Is reactor fitted with condenser? The most effective form of cooling in my experience, is to reflux the solvent to remove the heat of reaction. Depending upon its boiling point and whether you have vacuum available, this may or may not be possible; if ONCB is what I think it is, it is a very high boiler; however any toluene present would reflux at modest vacuum and provide exceptional cooling, much more effective than liquid-liquid heat transfer since you would have condensation on one side of H/X. If not possible, I noticed you have a stainless pump, if that is holding up/no corrosion issues, why not use a stainless heat exchanger which is cheaper than graphite? How is SS pump even holding up in this kind of sulfuric acid mixture?
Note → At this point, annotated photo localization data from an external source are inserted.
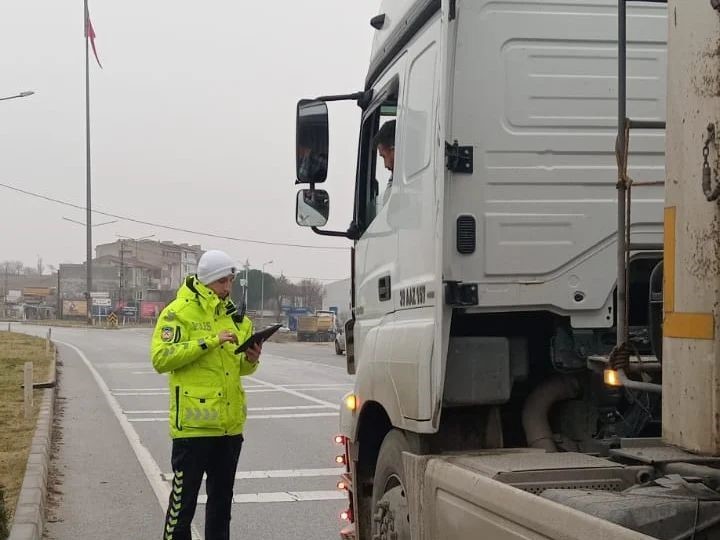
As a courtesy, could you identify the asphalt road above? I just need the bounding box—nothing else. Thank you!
[16,324,352,540]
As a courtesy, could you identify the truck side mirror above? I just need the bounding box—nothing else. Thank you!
[296,99,329,183]
[296,189,330,227]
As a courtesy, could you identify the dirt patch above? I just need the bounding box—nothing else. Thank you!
[690,34,720,97]
[0,331,53,525]
[44,376,65,537]
[686,214,720,280]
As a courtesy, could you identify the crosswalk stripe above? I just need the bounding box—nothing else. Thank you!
[195,491,346,504]
[124,405,335,415]
[113,388,283,396]
[161,467,343,482]
[128,412,339,422]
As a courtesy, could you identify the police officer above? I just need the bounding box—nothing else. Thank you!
[151,249,261,540]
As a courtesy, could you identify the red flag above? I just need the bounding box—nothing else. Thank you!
[85,8,103,69]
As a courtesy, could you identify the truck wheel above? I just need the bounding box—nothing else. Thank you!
[371,430,414,540]
[335,340,343,355]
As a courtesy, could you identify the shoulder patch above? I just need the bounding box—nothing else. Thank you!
[161,326,174,342]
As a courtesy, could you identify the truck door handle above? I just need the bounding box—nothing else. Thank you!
[378,275,391,302]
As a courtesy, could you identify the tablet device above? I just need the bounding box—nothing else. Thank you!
[235,324,283,353]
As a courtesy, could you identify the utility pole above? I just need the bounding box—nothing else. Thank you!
[243,259,250,309]
[2,263,7,319]
[261,260,273,321]
[57,267,62,319]
[84,0,94,326]
[119,239,125,309]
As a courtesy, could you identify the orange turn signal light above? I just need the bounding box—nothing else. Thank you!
[345,394,357,412]
[604,369,621,387]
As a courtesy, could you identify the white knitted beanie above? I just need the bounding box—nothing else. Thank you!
[197,250,236,285]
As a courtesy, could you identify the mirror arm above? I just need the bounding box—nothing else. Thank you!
[315,90,373,108]
[311,226,353,239]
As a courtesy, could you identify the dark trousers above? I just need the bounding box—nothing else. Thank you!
[163,434,244,540]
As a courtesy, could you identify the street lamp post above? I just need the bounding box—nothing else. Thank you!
[261,260,273,322]
[242,259,250,309]
[0,90,35,102]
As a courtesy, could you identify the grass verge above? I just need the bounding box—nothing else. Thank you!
[0,331,52,532]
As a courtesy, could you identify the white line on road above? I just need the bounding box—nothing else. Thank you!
[128,412,339,422]
[112,388,286,396]
[114,383,351,392]
[113,391,169,396]
[249,412,339,419]
[124,405,335,414]
[196,491,346,504]
[245,375,340,410]
[55,340,202,540]
[161,467,343,481]
[113,387,166,391]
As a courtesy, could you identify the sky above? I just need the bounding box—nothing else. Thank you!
[0,1,380,283]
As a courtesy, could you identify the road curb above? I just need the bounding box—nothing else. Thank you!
[8,380,56,540]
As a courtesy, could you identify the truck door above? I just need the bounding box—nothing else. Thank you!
[392,14,442,422]
[352,77,402,376]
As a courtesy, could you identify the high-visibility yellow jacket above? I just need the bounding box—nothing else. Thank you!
[151,276,257,439]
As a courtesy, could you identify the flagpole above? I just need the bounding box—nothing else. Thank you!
[84,0,93,325]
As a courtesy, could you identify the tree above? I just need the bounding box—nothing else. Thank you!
[274,273,292,318]
[0,261,23,275]
[296,279,324,311]
[230,269,277,311]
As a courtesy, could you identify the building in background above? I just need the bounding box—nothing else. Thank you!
[323,278,351,322]
[1,272,58,319]
[95,239,202,292]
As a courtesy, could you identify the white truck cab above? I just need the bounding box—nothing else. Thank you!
[293,1,673,539]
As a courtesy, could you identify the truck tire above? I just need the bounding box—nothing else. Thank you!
[370,430,415,540]
[335,340,343,355]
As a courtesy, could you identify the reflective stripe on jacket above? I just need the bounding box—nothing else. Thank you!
[151,276,256,439]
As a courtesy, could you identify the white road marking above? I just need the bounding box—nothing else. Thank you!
[113,391,169,396]
[196,491,346,504]
[113,387,166,391]
[248,405,334,412]
[161,467,343,481]
[131,371,156,375]
[124,405,334,414]
[128,412,339,422]
[245,375,340,410]
[249,412,339,419]
[55,340,202,540]
[112,388,283,396]
[113,383,350,392]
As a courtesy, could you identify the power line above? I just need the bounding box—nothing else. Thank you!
[277,275,348,282]
[0,181,350,252]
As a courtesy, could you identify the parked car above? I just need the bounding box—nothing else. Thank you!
[334,326,345,355]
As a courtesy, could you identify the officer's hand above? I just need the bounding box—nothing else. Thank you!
[246,343,262,363]
[218,330,238,345]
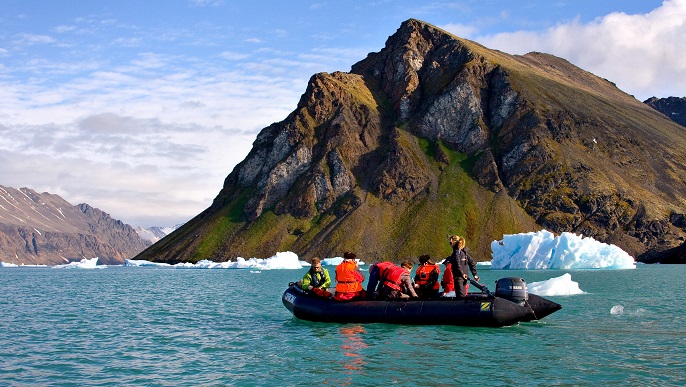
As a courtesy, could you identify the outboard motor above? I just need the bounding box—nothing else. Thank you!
[495,277,529,305]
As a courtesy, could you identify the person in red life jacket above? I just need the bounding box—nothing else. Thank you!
[333,252,366,301]
[300,257,331,298]
[413,254,440,299]
[440,257,456,297]
[364,260,394,300]
[445,235,479,297]
[369,261,418,300]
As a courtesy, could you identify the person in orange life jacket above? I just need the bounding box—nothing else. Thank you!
[445,235,479,297]
[440,257,456,297]
[370,260,418,300]
[413,254,440,299]
[333,252,366,301]
[300,257,331,298]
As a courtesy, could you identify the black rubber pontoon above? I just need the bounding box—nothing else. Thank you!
[282,278,561,327]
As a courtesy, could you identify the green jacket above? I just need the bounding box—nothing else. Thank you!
[301,267,331,290]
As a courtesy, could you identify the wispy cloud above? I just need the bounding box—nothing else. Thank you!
[219,50,250,61]
[53,25,77,33]
[0,41,305,225]
[190,0,224,7]
[111,37,142,47]
[14,33,56,45]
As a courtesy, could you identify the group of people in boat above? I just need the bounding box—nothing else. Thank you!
[299,234,480,301]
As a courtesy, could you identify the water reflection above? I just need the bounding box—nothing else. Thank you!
[339,325,367,376]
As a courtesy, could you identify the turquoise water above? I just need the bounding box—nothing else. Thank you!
[1,264,685,386]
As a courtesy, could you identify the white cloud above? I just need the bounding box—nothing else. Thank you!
[130,52,169,69]
[15,33,56,45]
[0,48,305,227]
[0,149,219,226]
[191,0,224,7]
[0,114,259,227]
[439,22,478,39]
[112,37,142,47]
[474,0,686,100]
[219,51,250,61]
[53,25,77,33]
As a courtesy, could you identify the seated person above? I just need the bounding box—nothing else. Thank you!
[333,252,366,301]
[300,257,331,298]
[413,254,440,299]
[368,261,418,300]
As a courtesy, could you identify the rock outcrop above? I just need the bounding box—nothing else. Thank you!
[136,19,686,264]
[645,96,686,127]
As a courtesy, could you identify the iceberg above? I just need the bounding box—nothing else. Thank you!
[491,230,635,269]
[53,257,100,269]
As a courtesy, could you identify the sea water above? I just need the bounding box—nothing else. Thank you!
[1,264,685,386]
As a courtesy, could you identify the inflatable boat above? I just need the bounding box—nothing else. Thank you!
[282,277,561,327]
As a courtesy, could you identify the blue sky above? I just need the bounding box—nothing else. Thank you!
[1,0,684,228]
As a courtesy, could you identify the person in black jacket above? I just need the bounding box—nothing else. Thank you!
[446,235,479,297]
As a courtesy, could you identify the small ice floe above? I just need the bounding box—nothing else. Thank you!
[321,257,366,266]
[527,273,584,296]
[124,259,172,267]
[250,270,262,274]
[610,305,625,315]
[0,262,48,268]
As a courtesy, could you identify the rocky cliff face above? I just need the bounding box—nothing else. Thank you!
[0,186,150,265]
[136,19,686,264]
[645,96,686,127]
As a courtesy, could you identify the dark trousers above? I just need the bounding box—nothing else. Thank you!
[455,277,469,297]
[366,265,380,299]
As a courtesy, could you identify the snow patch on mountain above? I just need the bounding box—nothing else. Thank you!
[135,224,183,243]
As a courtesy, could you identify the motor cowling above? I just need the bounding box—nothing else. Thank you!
[495,277,529,305]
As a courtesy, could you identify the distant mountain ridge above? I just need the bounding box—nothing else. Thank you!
[135,224,183,243]
[0,185,151,265]
[135,19,686,264]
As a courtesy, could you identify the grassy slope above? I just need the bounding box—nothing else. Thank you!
[184,134,537,262]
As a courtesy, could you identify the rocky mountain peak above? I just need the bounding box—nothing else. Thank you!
[137,19,686,264]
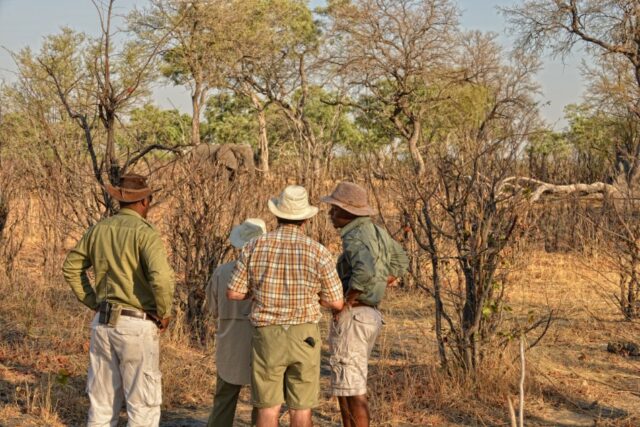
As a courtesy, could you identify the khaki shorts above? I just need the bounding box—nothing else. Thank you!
[251,323,321,409]
[329,306,382,396]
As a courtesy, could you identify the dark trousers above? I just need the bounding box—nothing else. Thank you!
[207,374,257,427]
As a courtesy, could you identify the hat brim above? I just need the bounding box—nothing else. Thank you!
[229,227,246,249]
[229,224,264,249]
[104,183,157,203]
[320,195,376,216]
[268,199,318,220]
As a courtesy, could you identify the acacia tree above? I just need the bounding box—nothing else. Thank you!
[325,0,459,175]
[130,0,235,146]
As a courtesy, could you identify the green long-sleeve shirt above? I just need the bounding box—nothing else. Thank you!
[337,217,409,306]
[62,208,175,318]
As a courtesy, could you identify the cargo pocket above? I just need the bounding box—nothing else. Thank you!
[329,356,351,391]
[142,371,162,407]
[331,309,351,336]
[352,310,378,325]
[353,311,381,337]
[352,310,381,356]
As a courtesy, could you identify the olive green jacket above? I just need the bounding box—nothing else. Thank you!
[62,208,175,318]
[337,217,409,306]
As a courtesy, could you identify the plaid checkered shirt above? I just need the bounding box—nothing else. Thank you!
[228,224,343,327]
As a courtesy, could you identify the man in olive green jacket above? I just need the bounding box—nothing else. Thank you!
[322,182,409,427]
[62,174,175,427]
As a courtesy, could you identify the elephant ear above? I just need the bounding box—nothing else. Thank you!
[230,144,256,172]
[217,145,239,170]
[191,143,219,161]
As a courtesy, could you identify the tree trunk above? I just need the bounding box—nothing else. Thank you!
[432,255,448,369]
[191,82,203,146]
[249,92,269,175]
[461,261,478,372]
[408,120,426,176]
[105,112,120,185]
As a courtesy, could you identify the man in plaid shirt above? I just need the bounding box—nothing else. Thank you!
[227,185,344,427]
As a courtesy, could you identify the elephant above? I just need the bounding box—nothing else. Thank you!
[188,143,255,175]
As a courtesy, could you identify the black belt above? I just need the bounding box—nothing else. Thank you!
[121,309,162,328]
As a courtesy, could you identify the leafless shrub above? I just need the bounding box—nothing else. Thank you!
[0,163,28,279]
[33,160,105,280]
[386,30,557,374]
[596,194,640,320]
[396,152,539,373]
[162,157,258,343]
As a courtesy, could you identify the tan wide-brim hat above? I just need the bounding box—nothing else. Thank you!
[268,185,319,220]
[104,174,158,203]
[230,218,267,249]
[321,181,376,216]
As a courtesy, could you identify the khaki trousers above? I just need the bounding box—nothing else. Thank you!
[86,313,162,427]
[207,374,257,427]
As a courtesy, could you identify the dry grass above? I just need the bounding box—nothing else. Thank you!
[1,247,639,426]
[1,181,639,427]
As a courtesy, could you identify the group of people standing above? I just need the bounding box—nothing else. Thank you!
[63,175,408,427]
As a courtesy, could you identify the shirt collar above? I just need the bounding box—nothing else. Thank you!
[277,223,304,234]
[340,216,371,238]
[118,208,143,219]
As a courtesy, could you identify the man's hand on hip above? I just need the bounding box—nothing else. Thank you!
[158,317,170,333]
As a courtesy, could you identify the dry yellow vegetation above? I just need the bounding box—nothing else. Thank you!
[1,242,639,426]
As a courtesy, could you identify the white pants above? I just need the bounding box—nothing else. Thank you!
[86,313,162,427]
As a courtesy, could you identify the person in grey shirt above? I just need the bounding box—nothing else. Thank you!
[205,218,266,427]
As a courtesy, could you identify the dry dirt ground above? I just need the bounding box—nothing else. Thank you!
[1,250,639,426]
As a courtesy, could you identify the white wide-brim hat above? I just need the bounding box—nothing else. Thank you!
[268,185,319,220]
[229,218,267,249]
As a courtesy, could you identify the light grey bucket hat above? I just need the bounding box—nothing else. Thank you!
[229,218,267,249]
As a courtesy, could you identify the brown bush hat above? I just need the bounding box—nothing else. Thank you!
[104,174,157,203]
[321,181,376,216]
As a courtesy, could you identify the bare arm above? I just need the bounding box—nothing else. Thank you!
[227,289,250,301]
[321,297,344,311]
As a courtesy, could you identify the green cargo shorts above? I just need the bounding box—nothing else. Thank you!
[251,323,321,409]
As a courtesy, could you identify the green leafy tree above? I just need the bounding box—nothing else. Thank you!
[504,0,640,188]
[128,104,191,149]
[563,104,623,183]
[130,0,234,146]
[231,0,333,182]
[325,0,459,175]
[201,93,257,146]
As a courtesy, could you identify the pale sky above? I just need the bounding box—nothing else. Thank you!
[0,0,585,129]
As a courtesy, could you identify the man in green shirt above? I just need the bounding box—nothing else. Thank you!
[62,174,175,427]
[322,182,409,427]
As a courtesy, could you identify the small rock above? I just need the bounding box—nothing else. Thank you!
[607,341,640,357]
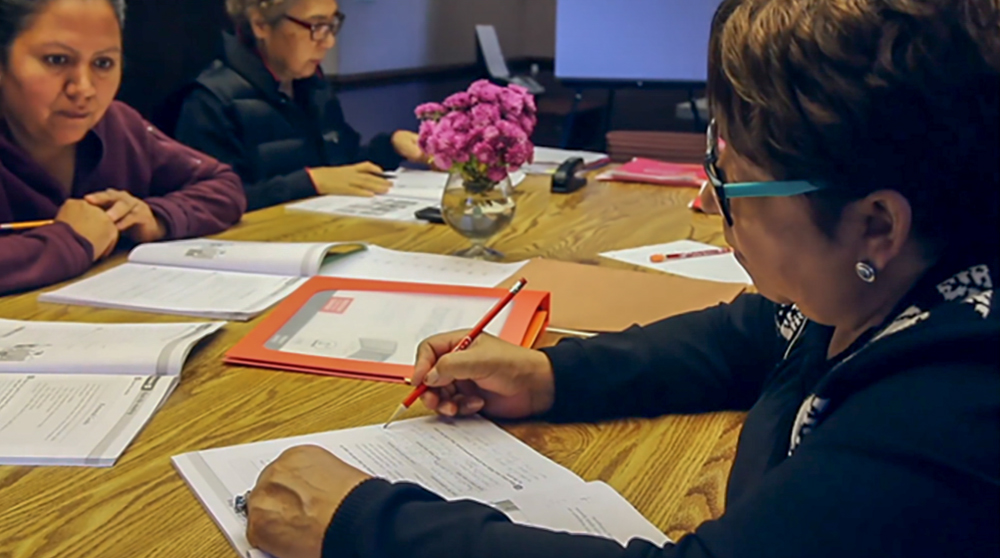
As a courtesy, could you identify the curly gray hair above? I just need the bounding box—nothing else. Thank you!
[0,0,126,63]
[226,0,296,23]
[226,0,299,45]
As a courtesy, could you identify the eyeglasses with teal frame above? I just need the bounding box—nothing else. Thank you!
[704,118,823,226]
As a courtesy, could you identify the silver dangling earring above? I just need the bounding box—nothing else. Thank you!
[855,261,877,283]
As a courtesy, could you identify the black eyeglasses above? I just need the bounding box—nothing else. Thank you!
[283,11,346,41]
[704,118,823,226]
[704,118,732,225]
Make sure GLR jacket is fitted with agitated nozzles on the jacket and jacket flow exceeds minimums. Also inspect jacket for corrosion. However, jacket is probably not providing that much of your overall cooling (very poor heat transfer coefficient due to thick steel + corrosion + insulating layer of glass + low velocity). Consider a Hastelloy heat exchanger or a plate & frame graphite exchanger instead of shell & tube. If you have a GLR with split pipe jacket it will work better than solid wall jacket for cooling.
Since it's already running, obtain empirical data rather than theoretical heat of reaction. Shut off the cooling for a minute or two, and feeds, and monitor empirical temperature rise (Delta T). Then calculate heat using Q=m*CP*Delta T using CP = composition weighted heat capacity of reactor, m=mass of charge. This will tell you how much heat you must remove to maintain temperature. Do this at beginning or whenever rate is maximum.
Next measure flow rate, inlet outlet temperatures on process side or brine side of H/X and solve Q = m*CP*Delta T using m = mass flow rate through HX and Delta T = temp. change across exchanger. Then solve for U using that Q. Consult with manufacturer if this 'U' is reasonable.
Consider pre-chilling reactants. Presumably you have 'stir out' time at end of reaction and 'transfer time' to pump down reactor and other downtime (weekends, etc). During such times, use the storage tank (H2SO4, OCNB) transfer pumps, to instead recirculate those tanks through a small heat exchanger, back to storage tanks, or insert cooling coils in feed tanks. This will also provide a more uniform load on your chiller so you don't 'shock' it with surge loads. Alternately with creative piping it may be possible to use the recirculation exchanger for such prechilling (i.e. whenever reaction isn't running or when it is being pumped down/out).
As for pumping rates, report back what the approach temperature is between brine inlet temp & process outlet temperature. That will give some clue whether you need more area, or a higher pumping rate. It may also make sense to look at the number of exchanger passes and pressure drop.
Edited by fseipel, 22 September 2013 - 03:38 PM.